8. Vision for the Future (42:30–45:05)
- Short-Term Roadmap:
- iOS app in development
- Assistant to become more capable and possibly entirely replace legacy systems
- Aspirations to build a fully immersive alternative to Gmail—where all email activity happens within Cora.
- Unified brief across multiple inboxes (personal and work).
- Long-Term Aspirations:
- “What would it be like to work with the same assistant for 10 years, who knows everything about you and can help you with anything?”
Quote (43:30):
“I think I’m just done with Gmail. I want to be in Cora at all times... I want it to be the whole thing.”
— Brandon
Quote (44:29):
“I want to just make whatever we do with categorization and summarization... a hundred times better.”
— Kieran
Standout Quotes and Notable Moments
- On the product’s emotional impact:
“It felt emotional. It... we felt chill, like we could feel it, which is really cool if software makes you feel a certain way.”
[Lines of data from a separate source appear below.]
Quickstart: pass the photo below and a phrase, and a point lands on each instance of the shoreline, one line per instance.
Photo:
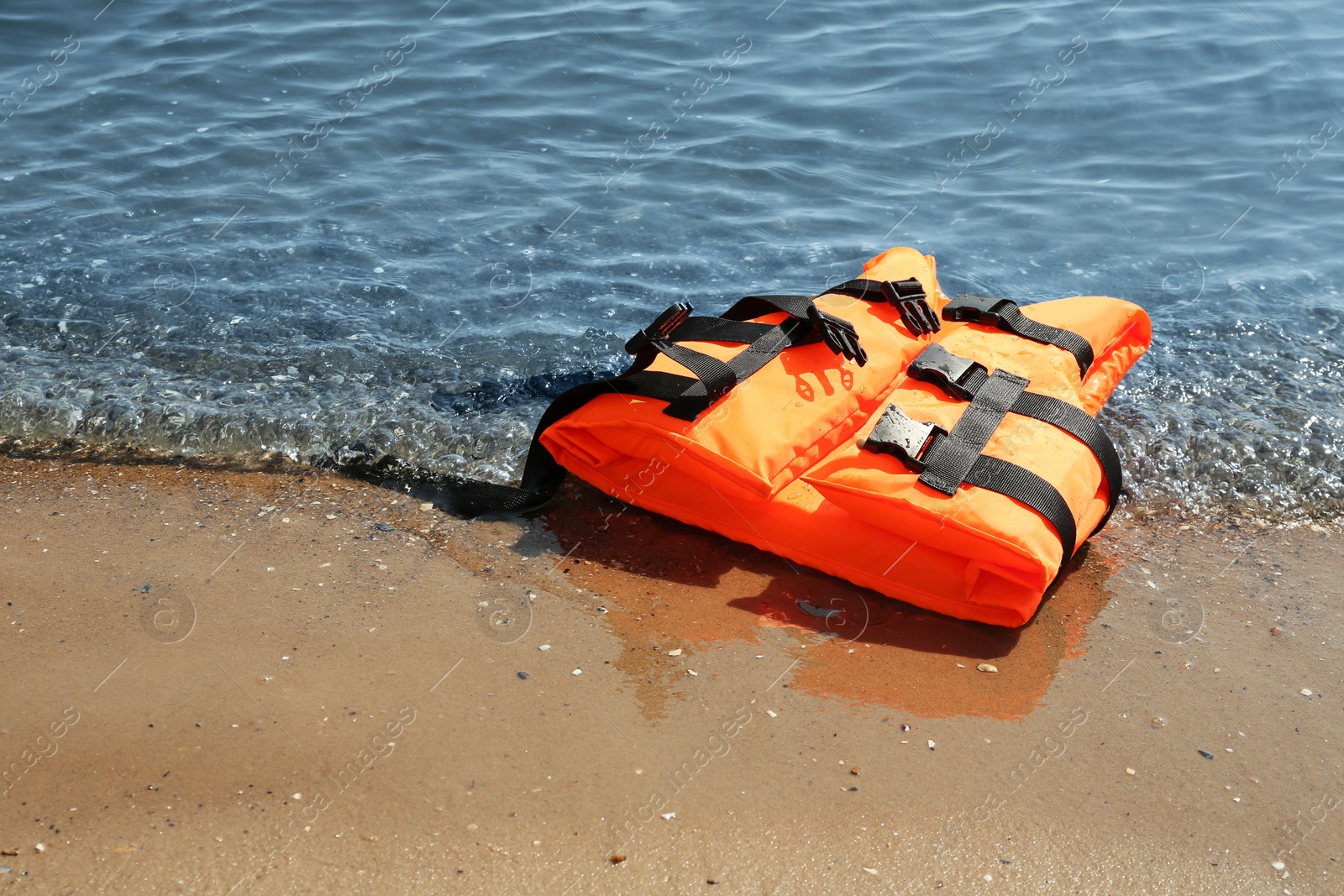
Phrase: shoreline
(239, 649)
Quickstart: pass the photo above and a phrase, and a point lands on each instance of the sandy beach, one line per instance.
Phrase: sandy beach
(282, 681)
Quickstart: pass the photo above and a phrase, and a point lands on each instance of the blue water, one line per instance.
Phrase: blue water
(241, 228)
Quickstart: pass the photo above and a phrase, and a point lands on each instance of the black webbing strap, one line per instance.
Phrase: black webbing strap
(949, 459)
(918, 443)
(1003, 313)
(963, 378)
(1023, 485)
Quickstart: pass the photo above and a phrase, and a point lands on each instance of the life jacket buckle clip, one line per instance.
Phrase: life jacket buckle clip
(902, 437)
(949, 372)
(911, 300)
(837, 333)
(660, 329)
(976, 309)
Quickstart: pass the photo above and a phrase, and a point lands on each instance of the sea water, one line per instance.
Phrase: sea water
(241, 228)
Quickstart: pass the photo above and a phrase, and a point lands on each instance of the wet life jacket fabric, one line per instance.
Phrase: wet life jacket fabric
(936, 450)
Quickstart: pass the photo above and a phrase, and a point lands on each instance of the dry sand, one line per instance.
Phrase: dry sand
(277, 683)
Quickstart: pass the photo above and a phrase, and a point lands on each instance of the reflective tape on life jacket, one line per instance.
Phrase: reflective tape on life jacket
(940, 452)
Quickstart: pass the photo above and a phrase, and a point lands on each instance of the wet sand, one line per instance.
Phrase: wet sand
(273, 683)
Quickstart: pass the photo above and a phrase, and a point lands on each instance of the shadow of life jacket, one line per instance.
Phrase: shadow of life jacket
(941, 452)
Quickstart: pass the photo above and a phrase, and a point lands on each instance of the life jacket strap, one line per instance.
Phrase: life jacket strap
(918, 443)
(1003, 313)
(963, 378)
(907, 296)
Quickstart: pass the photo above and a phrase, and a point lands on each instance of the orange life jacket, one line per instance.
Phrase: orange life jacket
(936, 450)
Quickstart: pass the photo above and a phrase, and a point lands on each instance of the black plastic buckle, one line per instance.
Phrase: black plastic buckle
(839, 335)
(905, 438)
(947, 371)
(976, 309)
(913, 304)
(660, 329)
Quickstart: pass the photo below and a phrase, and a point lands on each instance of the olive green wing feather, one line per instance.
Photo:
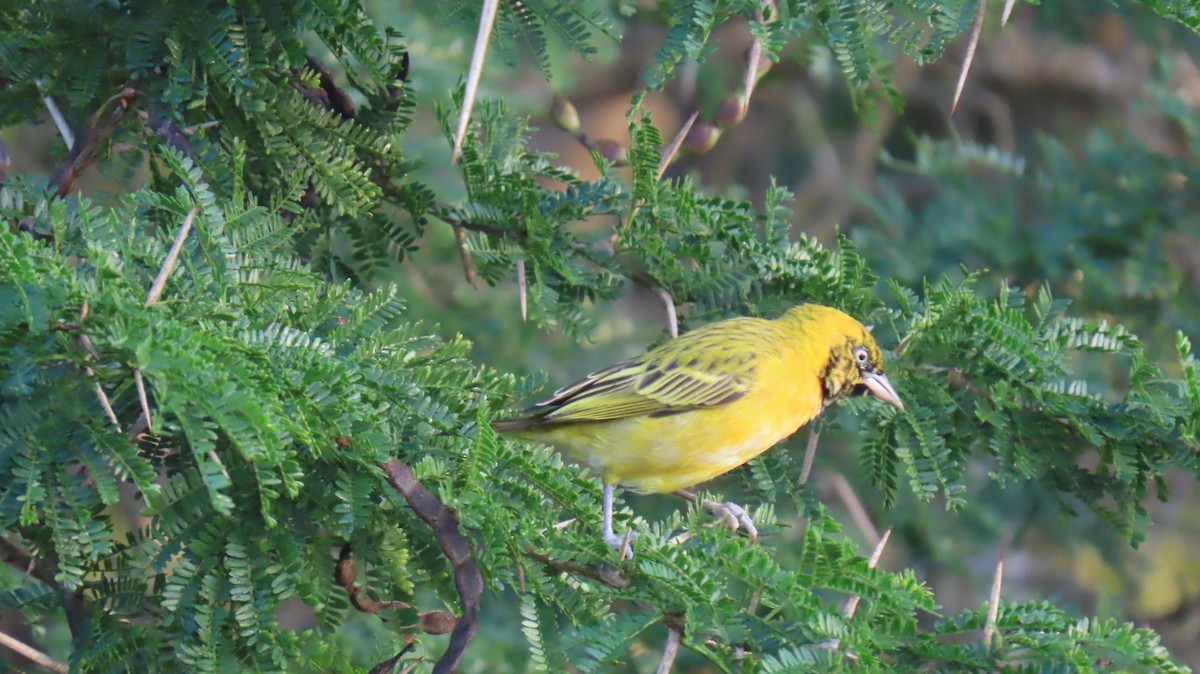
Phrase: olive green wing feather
(707, 367)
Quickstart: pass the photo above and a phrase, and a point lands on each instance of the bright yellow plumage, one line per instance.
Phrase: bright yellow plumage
(709, 401)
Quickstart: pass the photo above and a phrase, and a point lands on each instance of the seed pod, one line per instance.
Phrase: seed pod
(565, 115)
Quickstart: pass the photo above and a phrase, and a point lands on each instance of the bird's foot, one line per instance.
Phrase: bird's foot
(735, 517)
(623, 545)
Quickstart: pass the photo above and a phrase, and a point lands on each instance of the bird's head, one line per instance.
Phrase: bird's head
(853, 363)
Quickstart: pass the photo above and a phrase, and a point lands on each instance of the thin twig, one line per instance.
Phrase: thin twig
(1008, 11)
(46, 570)
(33, 655)
(810, 451)
(486, 18)
(857, 512)
(468, 269)
(172, 257)
(522, 290)
(57, 115)
(85, 342)
(670, 651)
(976, 31)
(672, 149)
(847, 611)
(103, 399)
(989, 629)
(669, 304)
(753, 59)
(142, 398)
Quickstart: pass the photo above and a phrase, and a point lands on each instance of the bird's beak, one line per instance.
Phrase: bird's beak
(881, 389)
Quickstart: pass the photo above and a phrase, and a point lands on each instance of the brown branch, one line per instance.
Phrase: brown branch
(89, 137)
(33, 655)
(468, 579)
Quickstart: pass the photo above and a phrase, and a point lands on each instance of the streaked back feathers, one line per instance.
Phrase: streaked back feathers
(714, 366)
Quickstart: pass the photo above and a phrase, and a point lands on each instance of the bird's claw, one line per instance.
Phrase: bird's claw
(623, 545)
(733, 516)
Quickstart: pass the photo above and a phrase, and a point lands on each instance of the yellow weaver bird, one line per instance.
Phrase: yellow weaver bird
(707, 402)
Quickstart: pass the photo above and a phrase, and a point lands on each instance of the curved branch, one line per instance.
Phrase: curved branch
(467, 577)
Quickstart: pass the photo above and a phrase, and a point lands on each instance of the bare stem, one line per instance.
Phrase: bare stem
(976, 31)
(989, 629)
(670, 651)
(486, 18)
(1008, 12)
(753, 59)
(672, 149)
(669, 304)
(57, 115)
(33, 655)
(810, 451)
(142, 398)
(522, 292)
(172, 258)
(847, 611)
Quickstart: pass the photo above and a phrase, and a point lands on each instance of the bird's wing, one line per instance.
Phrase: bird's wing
(712, 366)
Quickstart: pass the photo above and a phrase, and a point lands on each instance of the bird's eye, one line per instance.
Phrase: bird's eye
(862, 355)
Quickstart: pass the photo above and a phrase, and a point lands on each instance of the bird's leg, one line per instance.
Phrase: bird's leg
(733, 515)
(619, 543)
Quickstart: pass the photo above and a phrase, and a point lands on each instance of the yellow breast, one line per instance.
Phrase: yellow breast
(664, 453)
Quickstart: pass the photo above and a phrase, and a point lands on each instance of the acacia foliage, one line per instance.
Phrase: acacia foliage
(277, 383)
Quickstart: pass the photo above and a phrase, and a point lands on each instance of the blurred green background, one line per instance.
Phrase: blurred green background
(1072, 161)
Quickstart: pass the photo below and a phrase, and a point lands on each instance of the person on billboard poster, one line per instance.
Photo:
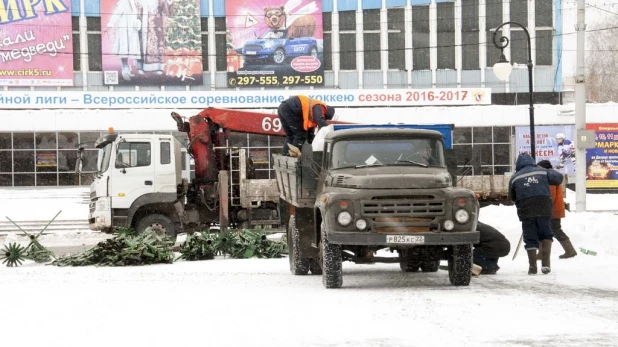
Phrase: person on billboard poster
(566, 150)
(125, 25)
(153, 17)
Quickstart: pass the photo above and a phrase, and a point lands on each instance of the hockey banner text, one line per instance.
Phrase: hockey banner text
(36, 43)
(243, 99)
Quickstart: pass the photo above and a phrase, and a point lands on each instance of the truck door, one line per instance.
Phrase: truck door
(132, 172)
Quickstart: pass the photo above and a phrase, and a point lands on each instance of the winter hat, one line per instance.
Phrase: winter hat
(546, 164)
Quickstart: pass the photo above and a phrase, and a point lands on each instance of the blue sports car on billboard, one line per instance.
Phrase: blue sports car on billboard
(275, 45)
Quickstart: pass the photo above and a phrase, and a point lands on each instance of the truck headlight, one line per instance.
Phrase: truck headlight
(462, 216)
(449, 225)
(361, 224)
(344, 218)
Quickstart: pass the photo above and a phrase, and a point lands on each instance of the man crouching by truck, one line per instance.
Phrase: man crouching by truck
(492, 245)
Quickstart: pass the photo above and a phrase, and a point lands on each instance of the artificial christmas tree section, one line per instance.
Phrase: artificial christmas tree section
(151, 43)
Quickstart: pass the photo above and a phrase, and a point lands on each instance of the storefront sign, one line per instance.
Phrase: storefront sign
(554, 143)
(36, 43)
(271, 45)
(602, 161)
(151, 42)
(244, 99)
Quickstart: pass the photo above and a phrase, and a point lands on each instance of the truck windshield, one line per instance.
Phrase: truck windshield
(103, 160)
(423, 152)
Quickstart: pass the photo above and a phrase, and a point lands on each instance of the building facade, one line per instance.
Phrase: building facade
(364, 45)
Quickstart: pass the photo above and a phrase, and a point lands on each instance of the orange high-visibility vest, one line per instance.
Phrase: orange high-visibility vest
(307, 107)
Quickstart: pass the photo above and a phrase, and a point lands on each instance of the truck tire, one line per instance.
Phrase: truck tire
(460, 265)
(315, 267)
(430, 266)
(298, 266)
(409, 266)
(332, 274)
(159, 222)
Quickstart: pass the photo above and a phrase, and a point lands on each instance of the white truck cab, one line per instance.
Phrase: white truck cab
(134, 173)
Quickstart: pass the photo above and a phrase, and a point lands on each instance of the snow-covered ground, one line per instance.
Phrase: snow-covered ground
(257, 302)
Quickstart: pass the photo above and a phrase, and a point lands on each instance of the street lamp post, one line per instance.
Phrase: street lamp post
(502, 70)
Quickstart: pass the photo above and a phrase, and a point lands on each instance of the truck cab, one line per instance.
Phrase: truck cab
(371, 188)
(136, 184)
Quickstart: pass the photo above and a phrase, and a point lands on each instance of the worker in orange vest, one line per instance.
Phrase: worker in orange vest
(299, 116)
(558, 213)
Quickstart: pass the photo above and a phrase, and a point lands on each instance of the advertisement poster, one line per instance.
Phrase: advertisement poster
(553, 142)
(602, 161)
(151, 42)
(272, 43)
(36, 43)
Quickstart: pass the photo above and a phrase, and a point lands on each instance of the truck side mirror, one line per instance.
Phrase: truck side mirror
(79, 163)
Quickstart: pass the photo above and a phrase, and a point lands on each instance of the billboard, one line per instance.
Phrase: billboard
(554, 143)
(602, 161)
(36, 43)
(151, 42)
(274, 44)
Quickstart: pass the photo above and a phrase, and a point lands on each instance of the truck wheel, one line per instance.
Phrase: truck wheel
(409, 266)
(162, 224)
(430, 266)
(460, 265)
(332, 276)
(315, 267)
(298, 266)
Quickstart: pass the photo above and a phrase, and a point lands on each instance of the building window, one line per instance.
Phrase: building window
(327, 45)
(347, 40)
(446, 35)
(544, 20)
(371, 39)
(519, 12)
(93, 30)
(420, 37)
(396, 38)
(77, 66)
(493, 18)
(544, 47)
(221, 43)
(470, 35)
(204, 36)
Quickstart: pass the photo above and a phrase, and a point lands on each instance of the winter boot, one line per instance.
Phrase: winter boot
(545, 266)
(539, 255)
(568, 249)
(532, 270)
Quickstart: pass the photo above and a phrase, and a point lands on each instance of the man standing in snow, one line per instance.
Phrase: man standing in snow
(492, 245)
(529, 188)
(299, 116)
(558, 213)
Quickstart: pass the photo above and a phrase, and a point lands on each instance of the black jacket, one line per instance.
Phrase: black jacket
(529, 188)
(492, 243)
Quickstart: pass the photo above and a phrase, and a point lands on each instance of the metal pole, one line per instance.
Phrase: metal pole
(504, 42)
(580, 109)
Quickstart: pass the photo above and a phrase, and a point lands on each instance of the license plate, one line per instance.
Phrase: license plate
(409, 239)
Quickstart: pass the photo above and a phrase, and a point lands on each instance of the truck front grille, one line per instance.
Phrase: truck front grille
(404, 206)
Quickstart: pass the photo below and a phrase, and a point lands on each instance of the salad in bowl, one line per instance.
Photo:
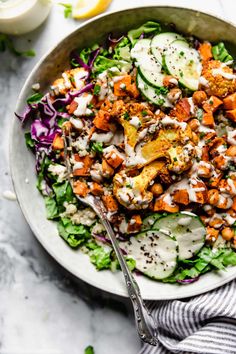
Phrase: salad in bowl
(152, 116)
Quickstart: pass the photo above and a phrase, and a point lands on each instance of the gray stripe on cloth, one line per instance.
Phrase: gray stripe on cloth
(205, 324)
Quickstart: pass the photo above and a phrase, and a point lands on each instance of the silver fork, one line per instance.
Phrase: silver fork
(145, 323)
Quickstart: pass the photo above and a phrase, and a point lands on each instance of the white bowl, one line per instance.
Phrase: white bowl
(22, 160)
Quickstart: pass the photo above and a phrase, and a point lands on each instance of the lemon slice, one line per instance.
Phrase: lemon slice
(89, 8)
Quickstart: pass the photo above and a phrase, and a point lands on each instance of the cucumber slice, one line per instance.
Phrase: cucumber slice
(187, 229)
(162, 41)
(149, 67)
(153, 78)
(141, 52)
(155, 253)
(184, 63)
(149, 221)
(150, 94)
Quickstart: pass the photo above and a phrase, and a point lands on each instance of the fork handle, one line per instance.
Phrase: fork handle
(146, 326)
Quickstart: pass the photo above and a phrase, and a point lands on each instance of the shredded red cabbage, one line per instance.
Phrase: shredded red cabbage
(28, 112)
(114, 40)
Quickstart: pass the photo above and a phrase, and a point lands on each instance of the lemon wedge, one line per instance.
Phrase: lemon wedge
(89, 8)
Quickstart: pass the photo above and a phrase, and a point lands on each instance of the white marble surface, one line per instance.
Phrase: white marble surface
(41, 309)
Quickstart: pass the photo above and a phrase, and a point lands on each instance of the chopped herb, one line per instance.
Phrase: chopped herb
(161, 90)
(35, 98)
(96, 90)
(126, 116)
(199, 114)
(97, 147)
(160, 101)
(144, 113)
(7, 43)
(89, 350)
(202, 135)
(67, 9)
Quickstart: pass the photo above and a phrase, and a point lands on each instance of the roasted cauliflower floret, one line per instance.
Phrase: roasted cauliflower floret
(220, 78)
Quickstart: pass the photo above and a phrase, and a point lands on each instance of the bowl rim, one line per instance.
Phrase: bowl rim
(53, 254)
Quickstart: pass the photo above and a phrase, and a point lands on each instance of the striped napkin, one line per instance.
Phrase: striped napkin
(204, 324)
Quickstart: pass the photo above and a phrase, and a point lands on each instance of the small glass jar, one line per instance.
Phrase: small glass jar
(22, 16)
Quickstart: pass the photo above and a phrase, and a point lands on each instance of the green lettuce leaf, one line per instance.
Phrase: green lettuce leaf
(103, 63)
(99, 256)
(51, 208)
(74, 235)
(122, 50)
(147, 28)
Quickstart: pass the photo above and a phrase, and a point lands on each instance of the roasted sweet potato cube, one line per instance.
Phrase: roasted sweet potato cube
(80, 188)
(114, 159)
(231, 115)
(182, 110)
(208, 119)
(230, 101)
(96, 189)
(162, 205)
(86, 162)
(181, 196)
(107, 170)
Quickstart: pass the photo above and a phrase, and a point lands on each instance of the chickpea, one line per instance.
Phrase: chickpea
(227, 233)
(194, 124)
(209, 209)
(213, 196)
(157, 189)
(231, 151)
(216, 222)
(199, 97)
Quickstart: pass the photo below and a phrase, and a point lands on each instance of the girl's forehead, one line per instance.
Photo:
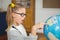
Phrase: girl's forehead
(21, 10)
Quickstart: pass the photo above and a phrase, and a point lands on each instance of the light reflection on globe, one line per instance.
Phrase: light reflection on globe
(52, 28)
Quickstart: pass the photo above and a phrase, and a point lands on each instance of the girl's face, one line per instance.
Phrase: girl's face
(19, 15)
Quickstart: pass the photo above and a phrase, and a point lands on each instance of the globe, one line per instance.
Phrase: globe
(52, 28)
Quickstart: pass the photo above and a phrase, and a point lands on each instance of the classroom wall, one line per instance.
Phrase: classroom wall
(41, 14)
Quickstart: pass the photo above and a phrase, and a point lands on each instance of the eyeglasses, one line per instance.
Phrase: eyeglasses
(21, 14)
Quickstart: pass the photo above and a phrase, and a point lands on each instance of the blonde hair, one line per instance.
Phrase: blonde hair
(10, 10)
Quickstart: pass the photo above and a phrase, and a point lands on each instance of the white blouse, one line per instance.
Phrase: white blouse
(21, 29)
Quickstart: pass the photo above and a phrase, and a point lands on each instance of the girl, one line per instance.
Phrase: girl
(16, 31)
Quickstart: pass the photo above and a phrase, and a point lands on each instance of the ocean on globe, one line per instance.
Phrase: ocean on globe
(52, 28)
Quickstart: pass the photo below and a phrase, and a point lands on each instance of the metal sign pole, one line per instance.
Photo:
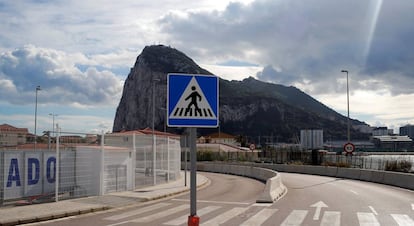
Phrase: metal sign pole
(193, 219)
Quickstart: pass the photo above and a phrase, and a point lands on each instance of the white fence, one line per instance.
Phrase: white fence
(110, 163)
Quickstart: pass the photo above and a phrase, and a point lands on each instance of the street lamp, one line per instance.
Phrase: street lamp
(347, 100)
(37, 90)
(153, 130)
(53, 121)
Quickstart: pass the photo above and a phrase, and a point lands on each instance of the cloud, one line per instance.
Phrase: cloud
(311, 41)
(61, 81)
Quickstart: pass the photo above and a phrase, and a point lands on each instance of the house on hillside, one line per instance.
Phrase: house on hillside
(12, 136)
(218, 138)
(393, 143)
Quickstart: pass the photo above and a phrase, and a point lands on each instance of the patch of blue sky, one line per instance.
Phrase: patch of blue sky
(238, 63)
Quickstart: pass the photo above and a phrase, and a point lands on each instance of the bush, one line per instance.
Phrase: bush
(398, 166)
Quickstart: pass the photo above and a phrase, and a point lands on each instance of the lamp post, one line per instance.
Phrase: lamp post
(53, 122)
(154, 152)
(347, 101)
(35, 144)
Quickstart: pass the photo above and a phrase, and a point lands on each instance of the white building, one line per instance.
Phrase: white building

— Kieran (15:30) - Competing with simple expectations:
“I love making products that are so complicated in the backend that they can be described as simply as ‘just an email summarizer.’”
— Brandon (26:20) - Summing up the product’s philosophy:
“Email is a to-do list written by everyone but yourself.”
— Brandon (10:46) - On building for fans:
“I just like the fact that it's so opinionated and because of that people have come back and been like this has changed my life.”
— Brandon (38:59)
Timestamps for Major Segments
- Product introduction and philosophy: 05:07–12:43
- First experiences with Cora: 12:43–15:30
- Deep dive: personalization and assistant features: 16:19–22:57
- Technical discussion: categorization and AI challenges: 22:57–27:34
- AI workflow tools and compounding engineering: 27:34–32:58
- User feedback and community stories: 36:07–40:21
- Creative API-like use cases: 40:21–42:30
- Roadmap and team’s future vision: 42:30–45:05
Summary
This episode provides a lively, detailed, and candid insider’s tour of how Cora was conceived, prototyped, stress-tested, and brought to market. The team’s mix of technical rigor and honest introspection reveals both the challenges and joys of building truly useful, opinionated AI products for real people. Cora isn’t just a new email tool—it represents a philosophy shift, aiming to give busy professionals their time, focus, and sanity back. The team’s dedication to continual improvement—both through technology and by listening to users—sets the stage for a product that will keep evolving as AI advances.